Nella memoria dei suoi componenti, quasi tutti scomparsi ormai, e nella memorialistica storica e giornalistica che ancora oggi si accapiglia sulle primazie di questo o quell’altro, tenendo però vivo il dibattito, la pubblicistica e la memoria diffusa di quel biennio di combattimenti e sofferenze, e di qualche piccolo eroe come Donato Ricchiuti di Lama dei Peligni, studente universitario a Firenze, che nel settembre del ’43 (sempre quello) a Santa Maria Novella disse addio alla fidanzata Anna per tornare in treno verso casa, imbracciare il fucile e morire folgorato a Colle delle Ciavole. Ricchiuti ci credeva, e fu il suo sentimento antifascista e libertario a farlo entrare nel piccolo panteon della lotta partigiana abruzzese.

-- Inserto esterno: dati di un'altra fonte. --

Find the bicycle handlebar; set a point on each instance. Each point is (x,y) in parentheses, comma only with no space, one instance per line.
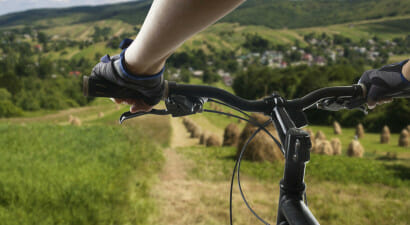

Ieri mattina è stato ricordato, insieme a tanti altri, da alcuni studenti dell’istituto superiore “Algeri Marino” di Casoli, che da tempo ripercorre la storia di quegli anni tramite convegni, viaggi, incontri e approfondimenti, per evitare quel distacco della memoria che porta all’indifferenza, alla codardia e infine alla banalità del male che, molto sobriamente, sembra tornata di moda in questi anni e in questi giorni. 

Insieme agli alunni di Casoli c’è stato un minuto di silenzio per Papa Francesco, che ha parlato di pace fino all’ultimo, ma che ha pure parlato, un paio di anni fa, di difesa giusta contro l’invasore. Come fecero i partigiani, che lasciarono le armi solo dopo la liberazione per tornare alle loro case distrutte, e tentare di ricostruire un Paese più giusto e più libero. Ieri mattina a Taranta sono stati ricordati, ottant’anni dopo, da un gruppo di ragazzi che hanno suonato e cantato Bella ciao. E da una bimba che ha liberato in volo tanti palloncini bianchi, rossi e verdi che portavano scritti i nomi dei paesi liberati dalla Brigata Maiella.